(keitai-l) Re: cn u rd ths w/o kllng me? whr do u do the prcssng

From: Michael Turner <leap_at_gol.com>
Date: 12/21/01
Message-ID: <002201c18a1d$034dce80$a142d8cb@phobos>
From: "James Governor" <jgovernor@illuminata.com>
> Just wondering about michael's idea on predictive entry.

Just after I've weighed in *against* predictive entry?

> ...Where would the
> dictionary be held for the lookups? The client? Gateway? At the back
> end?  Are we already confident enough of the memory size of keitai that
> such questions are not an issue? Asics or eproms perhaps?

I've been talking about input using abbreviations, so Yes, there is
the problem of where to put the lookup table.
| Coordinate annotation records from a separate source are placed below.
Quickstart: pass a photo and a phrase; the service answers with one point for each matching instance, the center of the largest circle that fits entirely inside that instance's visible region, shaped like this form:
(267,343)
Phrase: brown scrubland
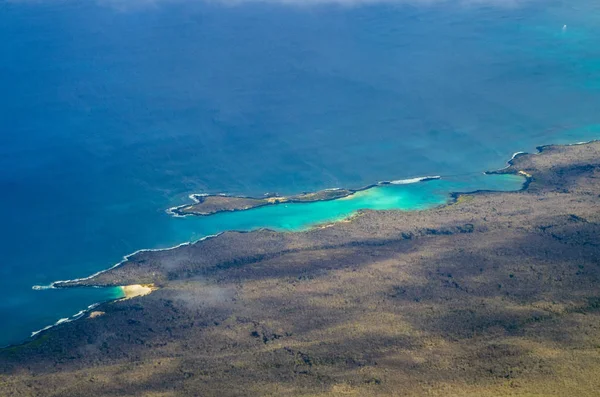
(495,294)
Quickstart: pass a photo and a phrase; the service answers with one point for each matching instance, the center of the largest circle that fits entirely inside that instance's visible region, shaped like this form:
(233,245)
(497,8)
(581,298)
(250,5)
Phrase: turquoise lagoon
(113,111)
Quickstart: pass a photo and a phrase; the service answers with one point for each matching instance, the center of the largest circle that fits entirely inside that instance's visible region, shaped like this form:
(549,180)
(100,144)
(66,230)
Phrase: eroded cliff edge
(496,294)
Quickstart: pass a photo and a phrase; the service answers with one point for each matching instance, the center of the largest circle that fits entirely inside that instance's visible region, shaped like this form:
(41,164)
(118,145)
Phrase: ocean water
(113,111)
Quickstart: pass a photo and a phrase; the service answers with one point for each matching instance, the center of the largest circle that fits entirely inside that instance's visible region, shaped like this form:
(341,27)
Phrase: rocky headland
(495,294)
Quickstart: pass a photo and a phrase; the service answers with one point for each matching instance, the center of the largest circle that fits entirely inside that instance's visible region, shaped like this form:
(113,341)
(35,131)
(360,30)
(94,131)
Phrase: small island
(210,204)
(494,294)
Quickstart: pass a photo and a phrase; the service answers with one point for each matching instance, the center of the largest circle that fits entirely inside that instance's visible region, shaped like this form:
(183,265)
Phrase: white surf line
(79,314)
(194,196)
(413,180)
(125,259)
(540,149)
(74,317)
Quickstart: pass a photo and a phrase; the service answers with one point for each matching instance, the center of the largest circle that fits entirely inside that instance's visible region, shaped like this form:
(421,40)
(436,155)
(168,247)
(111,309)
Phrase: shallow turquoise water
(300,216)
(111,113)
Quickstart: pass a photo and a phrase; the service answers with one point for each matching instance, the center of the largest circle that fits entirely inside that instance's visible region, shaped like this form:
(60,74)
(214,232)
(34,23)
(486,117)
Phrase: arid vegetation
(497,294)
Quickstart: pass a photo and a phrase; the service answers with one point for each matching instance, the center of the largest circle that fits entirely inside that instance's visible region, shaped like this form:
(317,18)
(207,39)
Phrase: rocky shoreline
(494,294)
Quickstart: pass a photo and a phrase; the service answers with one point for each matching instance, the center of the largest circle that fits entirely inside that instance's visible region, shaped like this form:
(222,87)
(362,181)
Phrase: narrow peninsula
(495,294)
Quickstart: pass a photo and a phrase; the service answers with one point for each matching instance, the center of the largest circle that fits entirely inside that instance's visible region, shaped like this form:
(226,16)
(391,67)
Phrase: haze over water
(111,112)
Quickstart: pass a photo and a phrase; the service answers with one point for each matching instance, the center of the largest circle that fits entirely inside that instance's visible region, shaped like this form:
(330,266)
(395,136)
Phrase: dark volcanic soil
(497,294)
(213,204)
But this is a problem with kanji henkan as well, and Japanese
gadget designers seemed to have solved it.  I'd say they've solved
a harder problem, if anything.  (Oh boy that is gonna start an
argument I know.)  Even if you just decided you're only going
to do the 5,000 most frequent Japanese words for a kanji
henkan keitai input system, you're talking at least 50K bytes of
ROM, I'd think, just for table space.  A drop in the bucket,
these days.  If mapping the top 98% of English took 70K, it
wouldn't be a strain.

[snip]

> How does it work with henkan?

Why would it have to?  If you used c-print, you'd be in an English-
speaking market anyway.

Or do you mean "how would you adapt this idea to kanji henkan?",
well, it's basically henkan anyway.  Just for English.  Define "henkan"
as "an input system that maps one set of character strings onto
another" which is about all kanji henkan comes down to anyway.

> This solution just sounds a bit hairball to me. You can imagine
> engineers in Redmond designing a multitude of such systems for PocketPC
> 2002

Microsoft?  "Hairballs-R-Us"?  They do hairballs in their sleep.

Anyway, this isn't a hairball.  This is little more than table lookup.